PAYNESVILLE. — Two days after announcing a fresh bid to become president of Liberia, ex-football star George Weah sits munching a doughnut on the concrete steps of a suburban football pitch, barefoot and joking with his friends.

Here, the carefully trimmed turf of former clubs AC Milan and Paris St Germain is replaced with simple chalk markings in the sand, and crowd numbers don’t edge higher than 50 during a 3-2 thriller won by his veterans’ team.

“He’s a local boy, came from here,” says spectator Wilson Toba, looking on as the six-foot (1.84-metre) Weah begins his warm-up, catching the attention of skinny boys leaning on the walls of the stand. “We are poor people, and we all support him.”

Many Liberians still idolise Weah (49), who announced his intention on Thursday to contest an election to replace President Ellen Johnson Sirleaf next year. Nowhere is that truer than in Paynesville, just east of Liberia’s capital, Monrovia.

The striker practises every Saturday and plays a match every Sunday at the neighbourhood’s Willis D. Knuckles Jr sports stadium, accompanied by some fellow former players from the national team.

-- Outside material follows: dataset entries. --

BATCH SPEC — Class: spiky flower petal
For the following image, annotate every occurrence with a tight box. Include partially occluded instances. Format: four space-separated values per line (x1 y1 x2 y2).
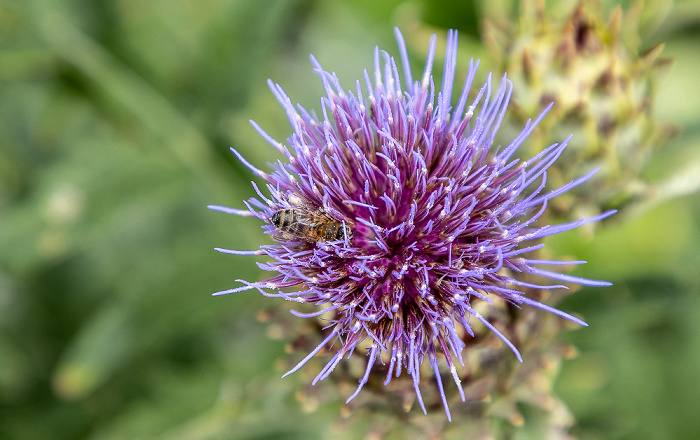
211 28 614 420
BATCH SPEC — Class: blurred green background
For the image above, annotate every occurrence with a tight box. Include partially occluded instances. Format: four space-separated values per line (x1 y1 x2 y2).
1 0 699 439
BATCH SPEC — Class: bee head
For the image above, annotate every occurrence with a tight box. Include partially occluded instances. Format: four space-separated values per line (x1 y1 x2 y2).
270 210 282 227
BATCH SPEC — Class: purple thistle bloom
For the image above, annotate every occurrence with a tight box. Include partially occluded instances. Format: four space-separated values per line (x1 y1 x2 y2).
210 28 615 421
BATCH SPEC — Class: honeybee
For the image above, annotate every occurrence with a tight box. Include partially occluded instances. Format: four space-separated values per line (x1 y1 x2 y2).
271 208 351 242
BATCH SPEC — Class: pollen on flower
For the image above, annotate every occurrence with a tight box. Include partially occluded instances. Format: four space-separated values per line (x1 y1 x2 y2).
211 27 615 421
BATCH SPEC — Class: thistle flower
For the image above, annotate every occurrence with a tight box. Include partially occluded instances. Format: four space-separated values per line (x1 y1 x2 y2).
482 0 675 216
210 28 615 421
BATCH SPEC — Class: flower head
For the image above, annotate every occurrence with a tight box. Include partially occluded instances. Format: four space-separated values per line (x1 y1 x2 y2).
210 28 615 421
482 0 675 216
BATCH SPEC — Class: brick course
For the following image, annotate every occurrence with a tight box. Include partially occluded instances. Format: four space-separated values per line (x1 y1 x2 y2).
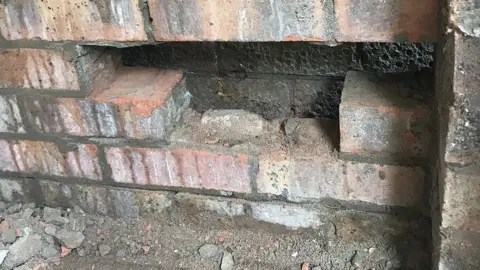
257 119 425 206
105 147 251 193
0 95 24 133
0 49 80 90
343 162 424 207
0 140 101 180
22 68 189 140
0 0 146 41
340 71 430 157
441 168 480 232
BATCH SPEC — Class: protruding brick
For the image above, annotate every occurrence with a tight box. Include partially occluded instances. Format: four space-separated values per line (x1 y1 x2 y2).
22 68 189 140
343 162 425 207
0 0 146 41
105 147 251 193
0 49 80 90
0 95 24 133
340 71 430 157
148 0 327 41
441 168 480 232
0 140 101 180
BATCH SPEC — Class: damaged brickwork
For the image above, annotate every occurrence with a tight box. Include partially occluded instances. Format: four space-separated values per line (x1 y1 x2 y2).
1 0 478 269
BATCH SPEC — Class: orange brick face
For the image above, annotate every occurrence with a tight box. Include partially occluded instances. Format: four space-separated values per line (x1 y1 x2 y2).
105 147 252 193
21 68 188 140
0 140 101 180
334 0 438 42
0 0 146 41
0 49 80 90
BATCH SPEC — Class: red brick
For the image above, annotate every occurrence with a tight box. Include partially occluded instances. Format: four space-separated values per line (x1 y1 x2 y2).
257 151 342 201
335 0 438 42
257 119 342 202
22 68 189 140
343 162 425 207
0 49 79 90
340 71 430 157
148 0 326 42
0 0 146 41
0 140 101 180
105 147 251 193
148 0 437 42
441 168 480 232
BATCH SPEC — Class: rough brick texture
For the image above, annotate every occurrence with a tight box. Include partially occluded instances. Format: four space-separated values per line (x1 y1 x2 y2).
334 0 438 42
0 49 80 90
105 147 251 193
0 0 146 41
0 95 24 133
148 0 437 42
257 119 425 206
39 180 173 218
434 3 480 268
340 71 430 157
441 168 480 232
22 68 189 140
0 140 101 180
443 34 480 165
343 162 424 206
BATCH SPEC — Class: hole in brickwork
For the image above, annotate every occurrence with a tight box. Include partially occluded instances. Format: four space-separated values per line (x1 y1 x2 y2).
119 42 433 120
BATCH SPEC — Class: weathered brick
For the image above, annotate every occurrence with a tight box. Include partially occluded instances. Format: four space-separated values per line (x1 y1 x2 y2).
335 0 438 42
257 119 342 202
441 168 480 232
340 71 430 157
0 49 80 90
343 162 425 207
22 68 189 140
148 0 327 41
258 151 342 201
201 110 267 140
442 34 480 165
0 140 101 180
0 178 25 202
39 180 174 217
438 229 480 269
105 147 251 193
0 95 24 133
0 0 146 41
148 0 437 42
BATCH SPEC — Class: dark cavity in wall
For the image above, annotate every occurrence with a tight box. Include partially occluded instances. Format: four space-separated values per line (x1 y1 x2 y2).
121 42 434 120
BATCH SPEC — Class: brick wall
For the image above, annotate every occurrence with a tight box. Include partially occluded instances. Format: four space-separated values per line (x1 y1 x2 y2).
433 0 480 268
0 1 438 207
5 1 477 268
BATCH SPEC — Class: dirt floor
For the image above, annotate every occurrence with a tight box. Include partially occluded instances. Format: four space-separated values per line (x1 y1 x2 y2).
0 197 430 270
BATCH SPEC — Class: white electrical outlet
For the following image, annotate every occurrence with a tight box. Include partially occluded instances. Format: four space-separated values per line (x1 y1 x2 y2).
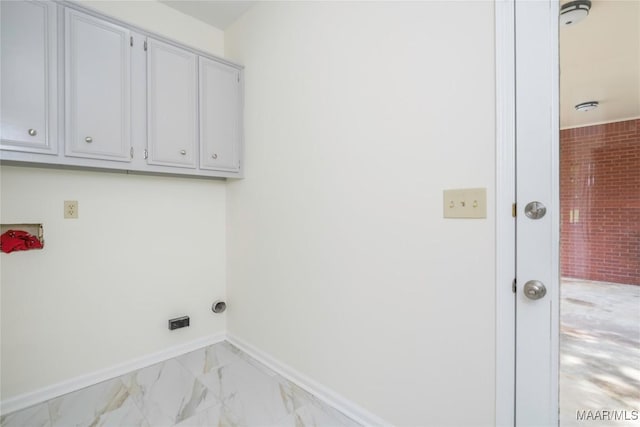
443 188 487 219
64 200 78 219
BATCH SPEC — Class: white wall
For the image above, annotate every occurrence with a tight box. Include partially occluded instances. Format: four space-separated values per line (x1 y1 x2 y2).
0 1 226 400
76 0 224 56
225 2 496 426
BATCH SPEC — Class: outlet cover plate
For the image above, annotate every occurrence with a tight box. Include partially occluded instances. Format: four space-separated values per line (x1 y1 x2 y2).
64 200 78 219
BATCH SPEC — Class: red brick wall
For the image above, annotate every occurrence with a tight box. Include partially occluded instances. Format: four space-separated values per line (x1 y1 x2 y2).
560 119 640 285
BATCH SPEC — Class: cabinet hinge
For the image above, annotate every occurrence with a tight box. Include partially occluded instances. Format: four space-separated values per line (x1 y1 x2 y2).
143 149 148 160
130 147 134 159
512 203 517 218
237 73 240 83
512 278 517 293
130 36 133 47
143 40 147 51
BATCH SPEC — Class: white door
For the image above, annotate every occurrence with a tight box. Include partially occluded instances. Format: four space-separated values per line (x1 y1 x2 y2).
0 0 58 154
514 0 560 425
65 8 131 162
147 38 197 169
199 57 241 173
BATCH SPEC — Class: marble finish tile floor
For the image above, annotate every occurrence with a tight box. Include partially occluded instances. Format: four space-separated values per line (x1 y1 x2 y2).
0 342 361 427
560 279 640 427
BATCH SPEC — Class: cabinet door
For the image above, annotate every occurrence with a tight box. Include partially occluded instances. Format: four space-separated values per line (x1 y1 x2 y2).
147 38 197 168
0 0 58 154
65 8 131 162
199 58 241 172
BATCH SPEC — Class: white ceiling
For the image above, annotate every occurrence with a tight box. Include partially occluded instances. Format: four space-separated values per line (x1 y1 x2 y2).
160 0 639 129
560 0 640 128
159 0 256 30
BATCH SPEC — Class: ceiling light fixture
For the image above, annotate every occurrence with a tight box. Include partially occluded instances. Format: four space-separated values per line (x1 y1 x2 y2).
575 101 599 112
560 0 592 26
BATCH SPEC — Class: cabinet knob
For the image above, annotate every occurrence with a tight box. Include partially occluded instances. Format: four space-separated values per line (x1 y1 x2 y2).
28 129 37 136
180 150 187 155
212 153 218 160
85 136 93 143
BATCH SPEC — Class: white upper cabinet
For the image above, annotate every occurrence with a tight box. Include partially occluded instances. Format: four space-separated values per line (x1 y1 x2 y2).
199 57 241 172
2 1 243 178
147 38 197 169
0 0 58 154
65 8 131 162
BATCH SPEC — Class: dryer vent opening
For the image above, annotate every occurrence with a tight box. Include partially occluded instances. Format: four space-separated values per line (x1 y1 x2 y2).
212 300 227 314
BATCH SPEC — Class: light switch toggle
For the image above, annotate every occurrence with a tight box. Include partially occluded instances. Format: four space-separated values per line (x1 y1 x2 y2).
443 188 487 219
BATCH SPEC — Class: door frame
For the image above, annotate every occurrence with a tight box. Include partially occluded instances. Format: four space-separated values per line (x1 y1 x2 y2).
495 0 560 425
495 0 516 425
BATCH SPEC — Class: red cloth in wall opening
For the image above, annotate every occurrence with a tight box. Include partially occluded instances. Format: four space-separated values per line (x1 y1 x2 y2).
1 230 44 253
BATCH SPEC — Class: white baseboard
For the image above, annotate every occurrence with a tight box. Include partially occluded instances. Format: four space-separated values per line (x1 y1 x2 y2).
0 332 226 415
226 333 390 427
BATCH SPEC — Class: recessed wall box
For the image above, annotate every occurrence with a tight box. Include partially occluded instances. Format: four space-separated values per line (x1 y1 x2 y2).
0 223 45 252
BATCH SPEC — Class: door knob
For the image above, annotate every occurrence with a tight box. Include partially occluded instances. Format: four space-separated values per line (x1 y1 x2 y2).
85 136 93 143
28 129 37 136
523 280 547 300
180 150 187 155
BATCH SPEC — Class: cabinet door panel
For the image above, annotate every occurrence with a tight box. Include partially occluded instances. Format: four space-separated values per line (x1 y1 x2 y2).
199 58 240 172
0 0 57 154
147 38 197 168
65 8 131 162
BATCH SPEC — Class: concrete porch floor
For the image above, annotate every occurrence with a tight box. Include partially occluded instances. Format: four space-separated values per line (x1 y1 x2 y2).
560 278 640 426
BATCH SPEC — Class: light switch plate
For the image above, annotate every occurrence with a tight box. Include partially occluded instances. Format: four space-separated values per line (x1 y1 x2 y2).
443 188 487 219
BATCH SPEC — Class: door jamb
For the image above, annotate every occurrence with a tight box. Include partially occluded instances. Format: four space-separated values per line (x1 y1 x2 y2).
495 0 516 425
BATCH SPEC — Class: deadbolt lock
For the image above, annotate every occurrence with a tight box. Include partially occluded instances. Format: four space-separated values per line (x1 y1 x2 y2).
525 201 547 220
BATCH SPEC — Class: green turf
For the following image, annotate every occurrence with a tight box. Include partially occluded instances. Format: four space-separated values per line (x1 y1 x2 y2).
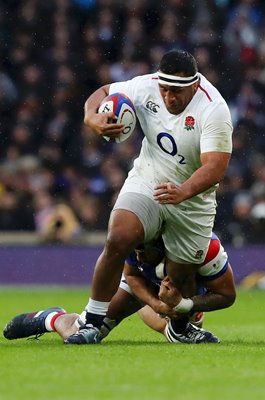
1 287 265 400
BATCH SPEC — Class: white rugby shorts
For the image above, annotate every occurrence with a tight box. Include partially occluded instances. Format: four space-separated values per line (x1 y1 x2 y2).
113 192 162 242
114 189 215 264
119 273 133 295
161 204 215 264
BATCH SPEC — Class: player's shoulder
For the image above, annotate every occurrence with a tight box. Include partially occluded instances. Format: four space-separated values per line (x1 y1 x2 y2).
198 73 228 106
125 73 159 105
130 72 158 87
196 73 231 121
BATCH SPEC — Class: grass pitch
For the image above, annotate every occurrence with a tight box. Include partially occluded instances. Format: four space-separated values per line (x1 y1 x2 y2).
1 287 265 400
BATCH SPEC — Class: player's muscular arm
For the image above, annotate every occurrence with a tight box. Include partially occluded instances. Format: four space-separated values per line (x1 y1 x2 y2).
84 84 124 137
154 152 231 204
124 264 177 318
191 265 236 312
159 266 236 313
180 151 231 200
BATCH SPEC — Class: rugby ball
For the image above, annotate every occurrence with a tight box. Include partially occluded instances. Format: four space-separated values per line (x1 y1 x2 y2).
98 92 136 143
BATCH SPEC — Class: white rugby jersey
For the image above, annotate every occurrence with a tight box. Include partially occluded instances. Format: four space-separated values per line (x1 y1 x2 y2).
110 73 233 211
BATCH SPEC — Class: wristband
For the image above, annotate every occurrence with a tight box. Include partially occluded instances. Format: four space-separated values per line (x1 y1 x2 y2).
173 298 194 313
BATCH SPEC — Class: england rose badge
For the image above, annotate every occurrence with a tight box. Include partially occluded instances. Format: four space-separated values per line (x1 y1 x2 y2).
184 116 195 131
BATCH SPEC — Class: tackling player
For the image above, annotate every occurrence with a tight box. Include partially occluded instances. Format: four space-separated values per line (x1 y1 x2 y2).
3 234 236 344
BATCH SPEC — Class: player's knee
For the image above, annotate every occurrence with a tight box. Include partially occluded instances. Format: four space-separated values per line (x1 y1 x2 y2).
105 227 141 256
224 290 236 307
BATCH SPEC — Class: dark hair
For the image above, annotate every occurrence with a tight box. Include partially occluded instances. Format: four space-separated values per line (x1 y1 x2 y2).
159 50 198 76
135 236 165 254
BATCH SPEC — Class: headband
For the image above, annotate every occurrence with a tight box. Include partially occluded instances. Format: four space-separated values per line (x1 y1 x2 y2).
157 71 199 87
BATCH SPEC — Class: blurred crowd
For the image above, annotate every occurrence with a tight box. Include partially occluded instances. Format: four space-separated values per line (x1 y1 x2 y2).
0 0 265 246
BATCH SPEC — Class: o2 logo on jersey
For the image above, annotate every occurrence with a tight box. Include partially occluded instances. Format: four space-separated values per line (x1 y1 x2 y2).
157 132 186 164
157 132 177 155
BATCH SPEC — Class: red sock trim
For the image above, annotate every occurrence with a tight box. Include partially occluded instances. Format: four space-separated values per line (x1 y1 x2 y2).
50 312 66 331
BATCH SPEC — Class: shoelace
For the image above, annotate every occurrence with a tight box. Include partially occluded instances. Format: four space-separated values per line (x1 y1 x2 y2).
27 333 45 341
186 330 205 340
185 326 209 341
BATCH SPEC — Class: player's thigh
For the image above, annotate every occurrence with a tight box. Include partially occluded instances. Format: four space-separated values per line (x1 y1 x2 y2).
165 260 197 297
113 192 162 242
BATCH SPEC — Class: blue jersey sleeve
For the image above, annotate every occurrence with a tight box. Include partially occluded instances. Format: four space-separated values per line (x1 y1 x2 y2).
126 251 138 267
125 251 161 285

The matches are held on the edge of a slum, with rubbish kept meticulously off the field but piled up nearby, as stray dogs search for shade from the punishing sun.

Starting his career as a young man raised in poverty, Weah went on to play for a string of top-flight European clubs, becoming the first African player to win both the FIFA World Player of the Year and the Ballon d’Or.

His political career has been less stellar so far, beginning with a failed first bid for the presidency in 2005 before a successful run for Liberia’s senate in 2014 representing the county to which Paynesville belongs. — AFP.